The positive resolution of some of the above issues will be helpful to increase confidence in markets. The US and China, though no date is set, will restart trade talks soon. At home, the EU have indicated a desire to get on with things and a Brexit deal is probably a little closer. Sterling reacted positively which is a good start.
The US continues to do well and as stated previously, we like this market and believe it still offers value in the right areas of the economy, smaller companies and technology. For the reasons mentioned above, we do not see the upcoming mid-term elections disrupting the flow of broadly good news.
In the UK, we had news of slightly higher growth than expected but whilst this is good, it is still a mixed picture. John Lewis released dramatically lower profits, but Morrison’s continued a strong recovery which has seen their share price double in three years. This trend in retail and other sectors is likely to remain until we know where Brexit is heading.
There is not a lot to report about Europe. The Swedish elections are probably the major news. We will wait and see if this new direction is adopted in other parts of Europe.
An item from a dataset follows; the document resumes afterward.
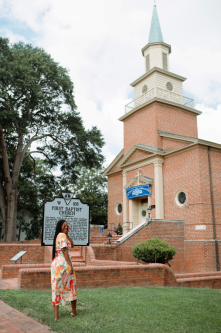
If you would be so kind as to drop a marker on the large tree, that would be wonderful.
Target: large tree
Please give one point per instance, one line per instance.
(37, 109)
Elsewhere in the world, Emerging Markets remain very dependent on the strength of the Dollar which affects their ability to service and repay debt but as we have commented a couple of times, in recent weeks, we are very close to thinking this market, on a selective basis, looks good value. Trade talks and resolution is key here, so the more positive the language in talks between China and the US, the better.
Blue Sky’s market comments in conjunction with our investment partners

We are constantly looking for new opportunities, especially those with the prospect of adding something new to our Portfolio. In this respect following a couple of months research and company analysis we are adding Winton Absolute Return Fund to our Funds (no link to Bournemouth!). We see this as a hidden gem and are convinced it will add meaningfully to what we hold at present. The title ‘absolute return’ is a broad one but put simply, it is a fund designed to act differently to the main stream and hence be profitable most of the time. Their core strategy is to look at trends and adopt a very scientific approach to what they will invest in and in our judgement, they are a better alternative than many of their competitors. Winton can invest across shares, bonds, currencies and commodities and as such should be viewed as a real diversifier for us.
Elsewhere, we are happy with the make up of our Funds and continue to hold cash for new opportunities such as this.

We have completed our detailed analysis of the investments we hold, looking ahead to Quarter 3 and feel that we are well placed at present. There has been much talk of the long ‘bull run’ in many markets and with the removal of Quantative Easing would this continue. In many parts of the world QE remains, full throttle in Japan and still ongoing in Europe. It is only in the US that QE has stopped.
In the US, the concern is that interest rates are rising, but instead of seeing this as a negative, it could be deemed to be positive. Strong growth in company profits is, good news. In the UK, the Government would like to raise rates, but the fear of Brexit is likely to mean that we are left with the status quo. For these reasons as well as the lack of inflation in most of the developed economies, we see no risk of recession in the next two years and hence we remain comfortable with how our Fund is invested.